In this paper we initiate the study of expander decompositions of a graph $G=(V, E)$ in the streaming model of computation. The goal is to find a partitioning $\mathcal{C}$ of vertices $V$ such that the subgraphs of $G$ induced by the clusters $C \in \mathcal{C}$ are good expanders, while the number of intercluster edges is small. Expander decompositions are classically constructed by a recursively applying balanced sparse cuts to the input graph. In this paper we give the first implementation of such a recursive sparsest cut process using small space in the dynamic streaming model. Our main algorithmic tool is a new type of cut sparsifier that we refer to as a power cut sparsifier - it preserves cuts in any given vertex induced subgraph (or, any cluster in a fixed partition of $V$) to within a $(\delta, \epsilon)$-multiplicative/additive error with high probability. The power cut sparsifier uses $\tilde{O}(n/\epsilon\delta)$ space and edges, which we show is asymptotically tight up to polylogarithmic factors in $n$ for constant $\delta$.

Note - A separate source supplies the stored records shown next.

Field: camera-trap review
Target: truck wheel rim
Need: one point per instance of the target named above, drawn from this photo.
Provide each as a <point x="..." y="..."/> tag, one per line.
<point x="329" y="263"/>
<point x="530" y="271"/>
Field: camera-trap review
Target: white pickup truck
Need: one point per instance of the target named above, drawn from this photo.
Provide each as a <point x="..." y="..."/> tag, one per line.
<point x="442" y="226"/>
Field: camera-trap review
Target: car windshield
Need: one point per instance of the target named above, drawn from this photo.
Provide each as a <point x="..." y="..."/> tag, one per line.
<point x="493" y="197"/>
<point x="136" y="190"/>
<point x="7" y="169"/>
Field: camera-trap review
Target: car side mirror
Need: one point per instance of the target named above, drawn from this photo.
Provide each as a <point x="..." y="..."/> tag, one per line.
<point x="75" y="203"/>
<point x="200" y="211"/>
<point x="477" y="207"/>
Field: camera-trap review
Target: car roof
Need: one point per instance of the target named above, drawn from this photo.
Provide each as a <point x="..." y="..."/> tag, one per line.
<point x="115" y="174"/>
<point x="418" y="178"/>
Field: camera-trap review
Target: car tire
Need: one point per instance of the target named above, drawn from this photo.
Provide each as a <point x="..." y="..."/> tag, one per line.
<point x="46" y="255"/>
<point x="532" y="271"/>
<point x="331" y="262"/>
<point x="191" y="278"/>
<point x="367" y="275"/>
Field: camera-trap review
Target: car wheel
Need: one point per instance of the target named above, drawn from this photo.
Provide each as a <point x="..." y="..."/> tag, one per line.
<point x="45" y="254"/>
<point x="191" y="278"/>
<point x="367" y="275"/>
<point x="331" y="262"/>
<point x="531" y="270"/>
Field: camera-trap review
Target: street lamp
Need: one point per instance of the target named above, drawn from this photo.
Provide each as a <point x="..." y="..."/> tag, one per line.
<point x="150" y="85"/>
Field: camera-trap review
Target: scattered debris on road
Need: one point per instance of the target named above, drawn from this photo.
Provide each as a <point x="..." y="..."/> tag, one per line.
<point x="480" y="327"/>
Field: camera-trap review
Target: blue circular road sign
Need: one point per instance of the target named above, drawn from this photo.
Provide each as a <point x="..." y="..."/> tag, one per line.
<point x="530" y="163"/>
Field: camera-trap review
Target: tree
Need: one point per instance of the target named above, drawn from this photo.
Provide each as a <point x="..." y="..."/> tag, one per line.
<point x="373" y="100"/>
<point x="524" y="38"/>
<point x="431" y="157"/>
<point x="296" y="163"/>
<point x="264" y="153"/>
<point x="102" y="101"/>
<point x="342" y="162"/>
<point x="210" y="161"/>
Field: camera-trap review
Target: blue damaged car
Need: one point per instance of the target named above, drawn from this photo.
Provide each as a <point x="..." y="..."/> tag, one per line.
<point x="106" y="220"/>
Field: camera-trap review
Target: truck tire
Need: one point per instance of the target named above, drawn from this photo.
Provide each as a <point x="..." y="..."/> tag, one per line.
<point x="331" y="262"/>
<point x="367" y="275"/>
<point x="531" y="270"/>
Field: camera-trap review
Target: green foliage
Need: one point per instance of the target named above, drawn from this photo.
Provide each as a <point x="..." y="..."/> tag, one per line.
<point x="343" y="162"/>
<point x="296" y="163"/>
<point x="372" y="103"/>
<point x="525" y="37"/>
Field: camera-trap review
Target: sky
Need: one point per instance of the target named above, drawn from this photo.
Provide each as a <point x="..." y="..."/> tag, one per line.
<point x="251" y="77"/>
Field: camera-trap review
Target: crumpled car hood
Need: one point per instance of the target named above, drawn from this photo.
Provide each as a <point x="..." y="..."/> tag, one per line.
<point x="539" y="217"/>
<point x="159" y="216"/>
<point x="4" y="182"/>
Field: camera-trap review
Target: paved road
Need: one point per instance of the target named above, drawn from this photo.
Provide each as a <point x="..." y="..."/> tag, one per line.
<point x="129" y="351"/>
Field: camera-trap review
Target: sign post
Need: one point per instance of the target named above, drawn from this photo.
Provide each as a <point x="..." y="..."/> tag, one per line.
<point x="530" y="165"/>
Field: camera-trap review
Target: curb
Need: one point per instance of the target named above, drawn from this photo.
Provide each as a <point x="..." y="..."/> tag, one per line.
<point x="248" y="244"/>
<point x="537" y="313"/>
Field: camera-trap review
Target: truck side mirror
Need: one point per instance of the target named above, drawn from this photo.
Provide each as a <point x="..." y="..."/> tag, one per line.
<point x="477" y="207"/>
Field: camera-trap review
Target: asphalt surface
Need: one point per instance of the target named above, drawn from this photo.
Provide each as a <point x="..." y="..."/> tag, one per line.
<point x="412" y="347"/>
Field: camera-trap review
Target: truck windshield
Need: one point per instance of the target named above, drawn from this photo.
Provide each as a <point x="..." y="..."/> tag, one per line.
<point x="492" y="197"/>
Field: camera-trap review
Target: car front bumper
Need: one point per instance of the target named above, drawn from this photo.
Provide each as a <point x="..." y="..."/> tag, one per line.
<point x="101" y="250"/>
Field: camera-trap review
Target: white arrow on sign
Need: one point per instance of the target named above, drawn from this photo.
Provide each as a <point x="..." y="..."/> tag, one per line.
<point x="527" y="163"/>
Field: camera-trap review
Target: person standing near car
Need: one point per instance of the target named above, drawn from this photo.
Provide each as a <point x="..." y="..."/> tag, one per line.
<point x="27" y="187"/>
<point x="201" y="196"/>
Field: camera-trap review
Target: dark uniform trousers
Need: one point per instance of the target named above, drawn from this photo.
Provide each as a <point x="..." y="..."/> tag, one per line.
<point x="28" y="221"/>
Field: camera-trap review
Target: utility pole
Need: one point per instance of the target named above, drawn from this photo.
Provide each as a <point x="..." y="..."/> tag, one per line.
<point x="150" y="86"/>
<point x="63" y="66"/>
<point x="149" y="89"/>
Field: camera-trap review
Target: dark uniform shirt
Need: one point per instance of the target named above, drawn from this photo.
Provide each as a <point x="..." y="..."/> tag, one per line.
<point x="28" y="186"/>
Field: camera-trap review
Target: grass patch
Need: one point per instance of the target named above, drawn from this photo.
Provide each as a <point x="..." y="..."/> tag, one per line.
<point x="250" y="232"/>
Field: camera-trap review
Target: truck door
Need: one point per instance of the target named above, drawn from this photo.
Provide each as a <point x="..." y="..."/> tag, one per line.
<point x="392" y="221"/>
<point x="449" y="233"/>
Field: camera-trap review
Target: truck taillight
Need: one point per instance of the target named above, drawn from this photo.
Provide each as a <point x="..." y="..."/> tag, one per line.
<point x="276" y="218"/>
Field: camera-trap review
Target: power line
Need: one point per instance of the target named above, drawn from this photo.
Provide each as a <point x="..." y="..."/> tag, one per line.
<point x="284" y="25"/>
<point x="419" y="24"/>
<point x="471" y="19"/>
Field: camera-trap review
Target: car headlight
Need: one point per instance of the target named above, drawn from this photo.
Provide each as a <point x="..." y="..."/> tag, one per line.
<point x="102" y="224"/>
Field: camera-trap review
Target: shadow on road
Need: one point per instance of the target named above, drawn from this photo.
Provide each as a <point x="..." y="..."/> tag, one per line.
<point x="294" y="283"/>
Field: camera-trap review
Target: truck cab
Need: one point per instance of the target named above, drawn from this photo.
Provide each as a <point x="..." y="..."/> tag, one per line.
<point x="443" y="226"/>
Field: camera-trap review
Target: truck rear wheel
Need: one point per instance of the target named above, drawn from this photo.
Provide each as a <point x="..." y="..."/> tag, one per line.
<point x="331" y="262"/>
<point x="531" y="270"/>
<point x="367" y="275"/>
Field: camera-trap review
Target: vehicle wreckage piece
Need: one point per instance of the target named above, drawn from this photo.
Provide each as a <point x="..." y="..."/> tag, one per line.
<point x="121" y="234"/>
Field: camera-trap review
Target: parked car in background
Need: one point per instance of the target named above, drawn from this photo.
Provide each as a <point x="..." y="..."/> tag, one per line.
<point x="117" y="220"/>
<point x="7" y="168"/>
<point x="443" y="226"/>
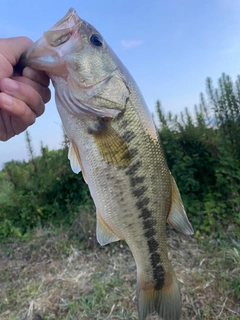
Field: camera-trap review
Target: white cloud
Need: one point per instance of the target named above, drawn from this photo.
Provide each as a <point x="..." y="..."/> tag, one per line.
<point x="131" y="43"/>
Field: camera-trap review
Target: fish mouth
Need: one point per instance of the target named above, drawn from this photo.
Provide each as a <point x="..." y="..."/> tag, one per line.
<point x="47" y="53"/>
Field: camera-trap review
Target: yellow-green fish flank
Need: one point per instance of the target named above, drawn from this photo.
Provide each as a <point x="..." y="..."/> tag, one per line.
<point x="115" y="144"/>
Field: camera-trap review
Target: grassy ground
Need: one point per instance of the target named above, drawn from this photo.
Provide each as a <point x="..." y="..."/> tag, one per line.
<point x="53" y="277"/>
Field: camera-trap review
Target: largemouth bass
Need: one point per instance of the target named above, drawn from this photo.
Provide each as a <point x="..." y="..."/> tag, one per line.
<point x="115" y="144"/>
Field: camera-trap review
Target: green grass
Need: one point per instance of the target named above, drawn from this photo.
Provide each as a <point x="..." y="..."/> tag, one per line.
<point x="53" y="276"/>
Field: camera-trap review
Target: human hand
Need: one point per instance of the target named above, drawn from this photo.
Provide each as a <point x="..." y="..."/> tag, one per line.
<point x="22" y="96"/>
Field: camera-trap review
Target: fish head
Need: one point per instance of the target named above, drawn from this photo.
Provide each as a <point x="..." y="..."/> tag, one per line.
<point x="75" y="51"/>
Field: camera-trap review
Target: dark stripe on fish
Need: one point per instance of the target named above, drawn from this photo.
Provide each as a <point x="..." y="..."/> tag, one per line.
<point x="148" y="222"/>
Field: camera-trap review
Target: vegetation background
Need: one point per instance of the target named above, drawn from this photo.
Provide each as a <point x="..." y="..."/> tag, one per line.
<point x="203" y="154"/>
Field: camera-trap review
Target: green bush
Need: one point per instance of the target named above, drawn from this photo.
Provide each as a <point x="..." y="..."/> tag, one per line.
<point x="44" y="190"/>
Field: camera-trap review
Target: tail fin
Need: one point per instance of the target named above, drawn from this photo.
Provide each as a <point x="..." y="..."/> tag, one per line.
<point x="166" y="302"/>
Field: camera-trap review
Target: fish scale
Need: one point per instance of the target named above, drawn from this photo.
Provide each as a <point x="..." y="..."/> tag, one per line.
<point x="114" y="142"/>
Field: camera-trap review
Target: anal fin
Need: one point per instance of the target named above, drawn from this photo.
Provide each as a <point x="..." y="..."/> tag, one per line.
<point x="104" y="234"/>
<point x="177" y="216"/>
<point x="75" y="159"/>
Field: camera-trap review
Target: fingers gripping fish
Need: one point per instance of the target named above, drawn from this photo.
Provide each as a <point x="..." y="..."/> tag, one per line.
<point x="115" y="144"/>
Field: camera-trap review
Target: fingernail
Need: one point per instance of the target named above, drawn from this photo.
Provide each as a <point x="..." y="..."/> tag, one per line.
<point x="11" y="86"/>
<point x="7" y="100"/>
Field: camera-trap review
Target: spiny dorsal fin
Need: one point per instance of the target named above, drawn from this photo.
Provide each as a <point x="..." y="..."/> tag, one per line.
<point x="177" y="216"/>
<point x="75" y="160"/>
<point x="104" y="233"/>
<point x="112" y="148"/>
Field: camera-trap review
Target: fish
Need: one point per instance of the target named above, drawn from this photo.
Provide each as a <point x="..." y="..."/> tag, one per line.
<point x="115" y="144"/>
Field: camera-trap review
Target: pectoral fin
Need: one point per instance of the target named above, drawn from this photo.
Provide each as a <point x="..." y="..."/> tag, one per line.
<point x="112" y="148"/>
<point x="104" y="234"/>
<point x="75" y="160"/>
<point x="177" y="216"/>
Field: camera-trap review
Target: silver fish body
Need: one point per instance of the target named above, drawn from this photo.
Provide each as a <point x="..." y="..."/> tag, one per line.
<point x="115" y="144"/>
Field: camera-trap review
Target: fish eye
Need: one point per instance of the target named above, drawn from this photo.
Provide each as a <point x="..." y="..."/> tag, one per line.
<point x="96" y="40"/>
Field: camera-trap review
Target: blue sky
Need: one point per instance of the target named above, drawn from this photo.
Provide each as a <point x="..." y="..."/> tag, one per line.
<point x="170" y="47"/>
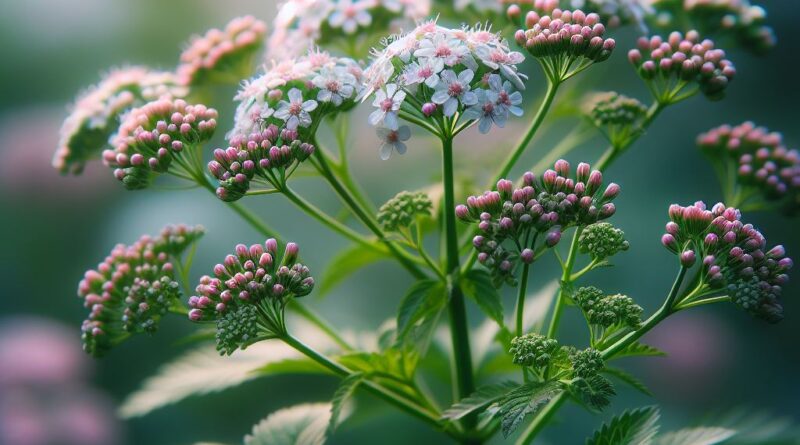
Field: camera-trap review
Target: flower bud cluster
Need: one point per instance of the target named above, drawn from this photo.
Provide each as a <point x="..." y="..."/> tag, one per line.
<point x="227" y="52"/>
<point x="669" y="65"/>
<point x="602" y="240"/>
<point x="95" y="114"/>
<point x="586" y="363"/>
<point x="344" y="25"/>
<point x="468" y="72"/>
<point x="734" y="256"/>
<point x="762" y="164"/>
<point x="608" y="310"/>
<point x="533" y="350"/>
<point x="735" y="20"/>
<point x="248" y="293"/>
<point x="133" y="288"/>
<point x="547" y="205"/>
<point x="264" y="155"/>
<point x="620" y="118"/>
<point x="295" y="94"/>
<point x="402" y="210"/>
<point x="565" y="42"/>
<point x="151" y="136"/>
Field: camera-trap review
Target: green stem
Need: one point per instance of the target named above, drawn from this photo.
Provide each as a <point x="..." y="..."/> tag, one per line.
<point x="459" y="329"/>
<point x="550" y="94"/>
<point x="541" y="419"/>
<point x="523" y="287"/>
<point x="328" y="220"/>
<point x="373" y="388"/>
<point x="315" y="319"/>
<point x="665" y="310"/>
<point x="566" y="280"/>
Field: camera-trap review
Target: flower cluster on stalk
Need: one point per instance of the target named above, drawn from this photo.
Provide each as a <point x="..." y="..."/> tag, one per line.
<point x="153" y="137"/>
<point x="434" y="76"/>
<point x="248" y="294"/>
<point x="676" y="68"/>
<point x="345" y="25"/>
<point x="95" y="115"/>
<point x="736" y="20"/>
<point x="734" y="257"/>
<point x="510" y="220"/>
<point x="620" y="118"/>
<point x="226" y="52"/>
<point x="403" y="209"/>
<point x="565" y="42"/>
<point x="133" y="288"/>
<point x="756" y="163"/>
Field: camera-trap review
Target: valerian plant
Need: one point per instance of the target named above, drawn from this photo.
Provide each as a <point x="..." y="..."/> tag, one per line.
<point x="443" y="80"/>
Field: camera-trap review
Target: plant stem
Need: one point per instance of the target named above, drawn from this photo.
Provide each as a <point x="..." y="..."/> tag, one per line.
<point x="541" y="419"/>
<point x="566" y="281"/>
<point x="665" y="310"/>
<point x="373" y="388"/>
<point x="317" y="320"/>
<point x="523" y="287"/>
<point x="550" y="94"/>
<point x="459" y="329"/>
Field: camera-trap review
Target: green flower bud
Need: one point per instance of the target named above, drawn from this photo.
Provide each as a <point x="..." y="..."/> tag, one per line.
<point x="533" y="350"/>
<point x="401" y="210"/>
<point x="586" y="363"/>
<point x="602" y="240"/>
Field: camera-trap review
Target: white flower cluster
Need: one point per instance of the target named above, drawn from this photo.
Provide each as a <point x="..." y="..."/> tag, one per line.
<point x="96" y="112"/>
<point x="301" y="24"/>
<point x="292" y="94"/>
<point x="434" y="72"/>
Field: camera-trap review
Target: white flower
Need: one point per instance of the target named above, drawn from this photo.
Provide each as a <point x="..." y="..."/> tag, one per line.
<point x="349" y="14"/>
<point x="486" y="111"/>
<point x="424" y="71"/>
<point x="453" y="89"/>
<point x="393" y="140"/>
<point x="508" y="100"/>
<point x="335" y="85"/>
<point x="295" y="112"/>
<point x="388" y="102"/>
<point x="445" y="47"/>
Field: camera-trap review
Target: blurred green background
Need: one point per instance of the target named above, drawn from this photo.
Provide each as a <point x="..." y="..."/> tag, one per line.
<point x="53" y="228"/>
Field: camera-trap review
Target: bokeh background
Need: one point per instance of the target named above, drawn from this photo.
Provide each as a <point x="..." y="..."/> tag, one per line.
<point x="52" y="228"/>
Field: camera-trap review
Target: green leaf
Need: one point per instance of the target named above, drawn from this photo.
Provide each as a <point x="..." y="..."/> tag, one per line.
<point x="637" y="427"/>
<point x="632" y="381"/>
<point x="346" y="263"/>
<point x="203" y="371"/>
<point x="637" y="349"/>
<point x="522" y="401"/>
<point x="595" y="391"/>
<point x="420" y="302"/>
<point x="341" y="396"/>
<point x="297" y="425"/>
<point x="481" y="398"/>
<point x="477" y="284"/>
<point x="696" y="436"/>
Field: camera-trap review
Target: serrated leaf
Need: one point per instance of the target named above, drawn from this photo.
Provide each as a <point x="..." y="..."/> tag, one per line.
<point x="477" y="285"/>
<point x="481" y="398"/>
<point x="637" y="427"/>
<point x="344" y="264"/>
<point x="595" y="391"/>
<point x="203" y="371"/>
<point x="696" y="436"/>
<point x="341" y="396"/>
<point x="297" y="425"/>
<point x="637" y="349"/>
<point x="627" y="378"/>
<point x="422" y="300"/>
<point x="522" y="401"/>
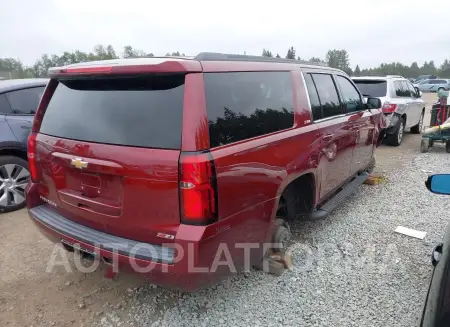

翻译：本文首次在流式计算模型中研究了图$G=(V, E)$的扩展子图分解问题。目标是找到顶点集$V$的一个划分$\mathcal{C}$，使得由每个簇$C \in \mathcal{C}$诱导的$G$的子图均为优质扩展子图，同时簇间边的数量较少。经典方法通过递归地对输入图施加平衡稀疏割来构造扩展子图分解。本文给出了在动态流模型中利用小空间实现这种递归稀疏割过程的首个方案。我们提出的核心算法工具是一种新型割稀疏化器——幂割稀疏化器：它能在任意给定顶点诱导子图（或$V$的固定划分中的任意簇）中，以高概率将割值保持至$(\delta, \epsilon)$-乘性/加性误差范围内。该幂割稀疏化器使用$\tilde{O}(n/\epsilon\delta)$空间和边，我们证明对于常数$\delta$，该复杂度在$n$的多对数因子意义下渐近紧确。